Under the first extreme situation, the optimal ordering is actually the same as the observed optimal ordering, which is based on popularity. Under the second extreme situation, the optimal ordering is actually based on average rating.

Of course, you may argue that discussing these two extreme situations is not practically meaningful. However, the discussion of these two extreme situations actually proves that only in the absence of bias is ordering based on popularity the optimal choice on average. And obviously, real-world bias exists, so relying on popularity-based ordering, even on average, is not the optimal choice.

Then, the paper discusses the impact of whether a user watches a particular item on user behavior. There have been many previous works exploring this part. However, this paper comes to an interesting conclusion. After considering the bias of users watching items, through simulation methods, we find that the effect of random results is actually much better than previous observations, and although popularity-based ordering is good, it is not much better than random ordering, while results based on average ratings are actually better than popularity-based ordering. It can be said that this is a new finding that is different from much previous work.

Further Discussion #

Although this paper has won the Best Paper Award at SIGIR 2018, if we analyze it from a broader perspective, we will realize that the authors have actually developed a unique theoretical framework to describe a certain type of bias in recommendation systems. To more universally model bias, it is necessary to have randomized data and utilize causal inference to analyze bias in any given situation. The probability model proposed in the paper is only valid under the assumptions discussed in this study.

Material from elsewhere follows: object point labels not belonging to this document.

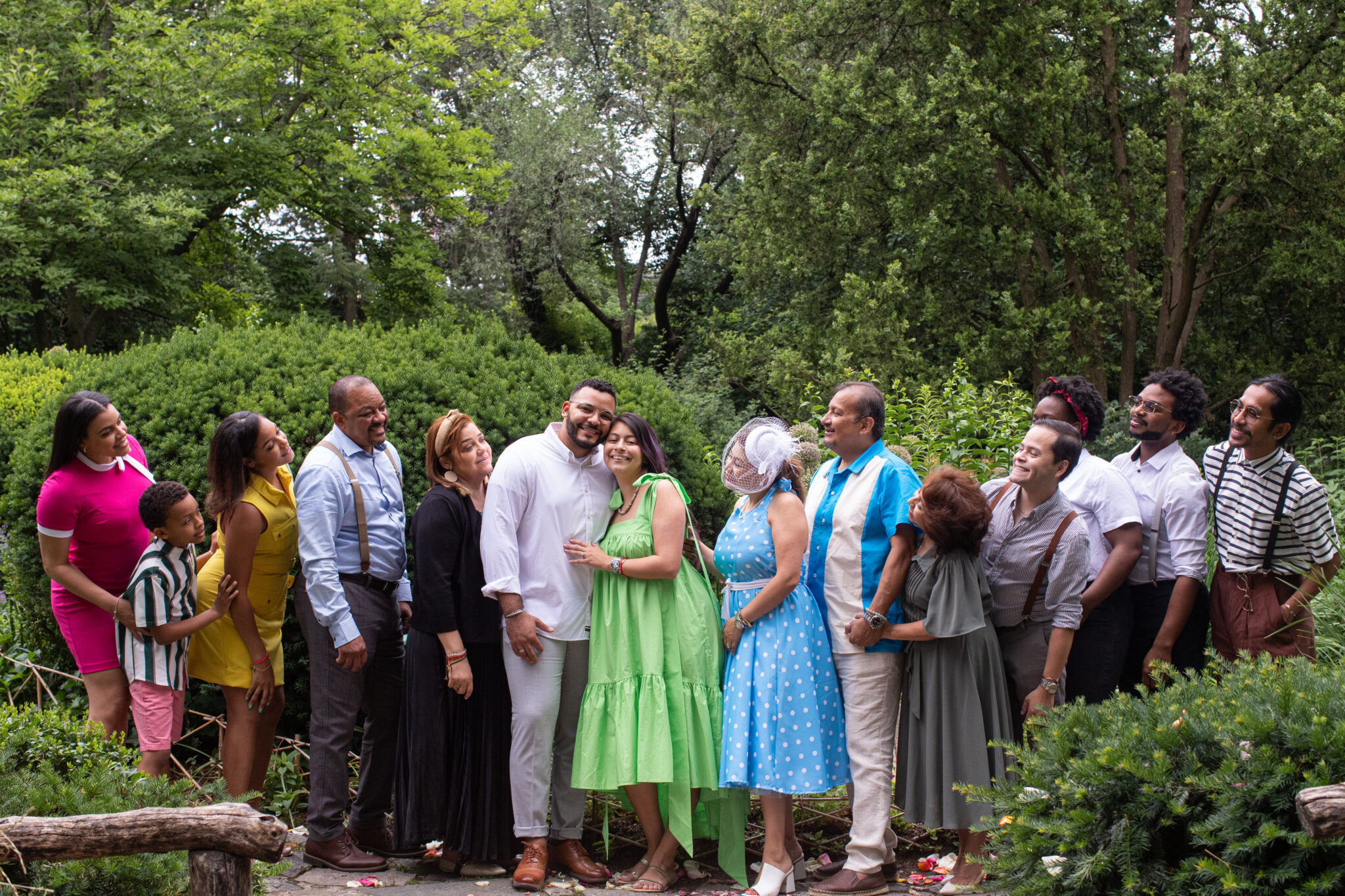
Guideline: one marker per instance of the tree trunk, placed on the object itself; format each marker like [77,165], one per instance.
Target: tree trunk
[234,828]
[346,285]
[1176,305]
[81,328]
[1323,811]
[1121,165]
[613,327]
[217,874]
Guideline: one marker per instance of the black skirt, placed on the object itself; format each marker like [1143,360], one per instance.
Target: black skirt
[452,754]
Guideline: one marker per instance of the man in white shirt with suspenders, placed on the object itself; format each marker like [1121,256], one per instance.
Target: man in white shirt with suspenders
[1168,584]
[354,603]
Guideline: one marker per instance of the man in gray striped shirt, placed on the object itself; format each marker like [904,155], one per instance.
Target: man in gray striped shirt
[1273,528]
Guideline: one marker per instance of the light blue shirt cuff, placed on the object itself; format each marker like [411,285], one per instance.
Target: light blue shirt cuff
[343,628]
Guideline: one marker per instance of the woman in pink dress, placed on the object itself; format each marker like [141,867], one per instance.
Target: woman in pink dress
[91,535]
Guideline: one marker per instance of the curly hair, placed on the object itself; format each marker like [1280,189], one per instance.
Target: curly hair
[1083,399]
[1189,394]
[158,500]
[957,513]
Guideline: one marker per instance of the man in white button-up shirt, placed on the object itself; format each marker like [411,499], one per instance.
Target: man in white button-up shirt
[1168,584]
[546,489]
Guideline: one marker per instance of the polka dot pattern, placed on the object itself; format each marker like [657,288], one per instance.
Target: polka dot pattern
[783,725]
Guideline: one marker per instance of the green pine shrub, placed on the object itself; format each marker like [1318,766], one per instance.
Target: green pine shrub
[53,765]
[173,394]
[1188,790]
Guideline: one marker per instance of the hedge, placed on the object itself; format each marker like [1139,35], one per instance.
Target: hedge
[1183,792]
[173,393]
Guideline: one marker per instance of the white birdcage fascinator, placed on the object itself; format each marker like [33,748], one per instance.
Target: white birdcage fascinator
[758,454]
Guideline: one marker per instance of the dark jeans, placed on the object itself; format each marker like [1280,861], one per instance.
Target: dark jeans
[337,696]
[1099,649]
[1151,602]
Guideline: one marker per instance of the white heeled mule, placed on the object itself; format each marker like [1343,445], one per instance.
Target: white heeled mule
[772,880]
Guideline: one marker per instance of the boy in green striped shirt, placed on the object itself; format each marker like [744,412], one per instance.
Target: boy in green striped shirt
[163,598]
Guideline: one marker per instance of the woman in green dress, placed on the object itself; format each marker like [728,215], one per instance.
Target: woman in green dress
[651,712]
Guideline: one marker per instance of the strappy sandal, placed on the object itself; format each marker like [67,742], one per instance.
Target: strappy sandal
[626,878]
[670,878]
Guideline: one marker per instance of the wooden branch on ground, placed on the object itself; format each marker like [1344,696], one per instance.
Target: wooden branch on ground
[232,828]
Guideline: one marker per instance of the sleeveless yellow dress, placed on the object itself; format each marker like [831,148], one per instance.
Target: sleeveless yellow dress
[217,652]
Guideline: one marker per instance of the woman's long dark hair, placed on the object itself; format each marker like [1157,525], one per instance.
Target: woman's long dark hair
[654,459]
[77,413]
[234,441]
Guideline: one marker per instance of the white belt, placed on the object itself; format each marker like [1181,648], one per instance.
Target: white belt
[739,586]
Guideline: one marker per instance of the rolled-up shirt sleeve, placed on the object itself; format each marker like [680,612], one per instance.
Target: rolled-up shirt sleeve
[1069,575]
[320,504]
[506,501]
[1185,524]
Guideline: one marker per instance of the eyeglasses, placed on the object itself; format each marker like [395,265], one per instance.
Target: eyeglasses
[1248,413]
[1146,405]
[588,410]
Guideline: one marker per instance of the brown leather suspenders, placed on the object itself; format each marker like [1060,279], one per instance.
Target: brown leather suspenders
[1044,566]
[361,521]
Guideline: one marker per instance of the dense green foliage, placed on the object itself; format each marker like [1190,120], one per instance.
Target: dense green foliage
[51,765]
[131,131]
[174,393]
[1188,790]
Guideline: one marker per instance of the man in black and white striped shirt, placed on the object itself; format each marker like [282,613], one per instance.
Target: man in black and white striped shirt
[1273,528]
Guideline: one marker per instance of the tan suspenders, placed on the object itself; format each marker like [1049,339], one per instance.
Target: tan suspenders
[361,521]
[1044,566]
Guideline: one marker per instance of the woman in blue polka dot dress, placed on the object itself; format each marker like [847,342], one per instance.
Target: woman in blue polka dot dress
[783,726]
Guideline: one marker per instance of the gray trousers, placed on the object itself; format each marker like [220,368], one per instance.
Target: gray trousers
[1024,649]
[337,696]
[546,717]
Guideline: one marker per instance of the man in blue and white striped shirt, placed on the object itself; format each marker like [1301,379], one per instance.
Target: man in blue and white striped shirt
[1273,528]
[860,550]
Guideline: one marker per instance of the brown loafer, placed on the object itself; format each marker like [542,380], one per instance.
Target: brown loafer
[571,857]
[822,872]
[342,855]
[848,883]
[530,874]
[380,842]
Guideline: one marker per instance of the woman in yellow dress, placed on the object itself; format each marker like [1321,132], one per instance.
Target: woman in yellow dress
[252,500]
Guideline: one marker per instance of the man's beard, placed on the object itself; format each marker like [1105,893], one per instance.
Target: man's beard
[579,437]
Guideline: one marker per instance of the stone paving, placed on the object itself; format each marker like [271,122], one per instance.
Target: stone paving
[428,880]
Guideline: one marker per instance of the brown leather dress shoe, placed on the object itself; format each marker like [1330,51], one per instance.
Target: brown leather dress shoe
[530,874]
[571,857]
[380,842]
[342,855]
[848,883]
[822,872]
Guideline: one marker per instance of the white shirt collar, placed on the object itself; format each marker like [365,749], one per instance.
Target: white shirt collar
[102,468]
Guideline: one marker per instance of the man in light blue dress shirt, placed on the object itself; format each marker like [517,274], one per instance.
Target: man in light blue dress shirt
[353,605]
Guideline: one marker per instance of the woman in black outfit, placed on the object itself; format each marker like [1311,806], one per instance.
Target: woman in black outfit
[452,753]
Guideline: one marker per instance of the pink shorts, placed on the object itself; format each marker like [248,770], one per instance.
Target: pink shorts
[158,711]
[89,633]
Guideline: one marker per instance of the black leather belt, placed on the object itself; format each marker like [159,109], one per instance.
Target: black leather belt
[369,582]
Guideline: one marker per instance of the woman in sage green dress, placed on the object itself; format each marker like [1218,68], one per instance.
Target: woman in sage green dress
[651,712]
[954,702]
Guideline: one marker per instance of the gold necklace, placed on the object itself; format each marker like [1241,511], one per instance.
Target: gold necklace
[626,508]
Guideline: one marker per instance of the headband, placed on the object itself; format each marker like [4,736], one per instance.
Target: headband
[1083,421]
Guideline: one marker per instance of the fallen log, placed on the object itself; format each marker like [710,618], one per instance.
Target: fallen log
[1323,811]
[229,828]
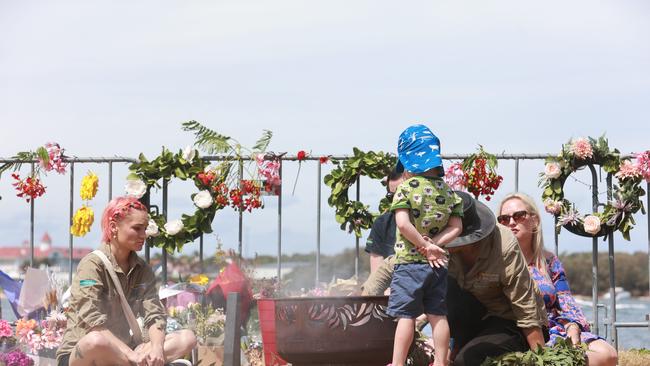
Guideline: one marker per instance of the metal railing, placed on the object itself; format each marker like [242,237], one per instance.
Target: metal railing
[610,321]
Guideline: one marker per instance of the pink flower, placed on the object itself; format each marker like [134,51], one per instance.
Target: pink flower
[581,148]
[552,170]
[628,170]
[55,153]
[643,164]
[5,329]
[552,207]
[592,224]
[455,177]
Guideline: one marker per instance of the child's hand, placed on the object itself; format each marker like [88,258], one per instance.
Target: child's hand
[434,252]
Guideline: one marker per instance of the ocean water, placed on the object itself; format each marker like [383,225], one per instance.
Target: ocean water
[627,310]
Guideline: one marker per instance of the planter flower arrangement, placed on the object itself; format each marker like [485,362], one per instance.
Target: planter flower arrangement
[49,157]
[617,214]
[217,187]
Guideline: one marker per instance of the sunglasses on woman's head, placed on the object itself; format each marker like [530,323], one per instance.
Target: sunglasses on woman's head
[518,216]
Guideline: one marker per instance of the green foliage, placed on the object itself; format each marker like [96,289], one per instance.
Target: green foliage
[354,215]
[563,353]
[208,140]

However, the flaws do not outweigh the merits. This paper provides us with a lot of meaningful content, both in terms of conclusions and practical analysis, helping us to contemplate the challenges that bias brings to modeling and how we should respond to them.

Summary #

Today I talked to you about the best paper of SIGIR 2018.

Let’s recap the key points: Firstly, we detailed the problem and contributions addressed in this article, discussing the relationship between bias and popularity, and systematically discussing the problems that bias brings to recommendation systems. Secondly, we briefly introduced the core content of the proposed method in the article, including setting random variables, expected relations, and deriving the optimal ranking under ideal conditions. Thirdly, we had a brief discussion about the paper.

Finally, I leave you with a question to ponder: Why do general recommendation systems prefer algorithms that recommend popular items, disregarding bias?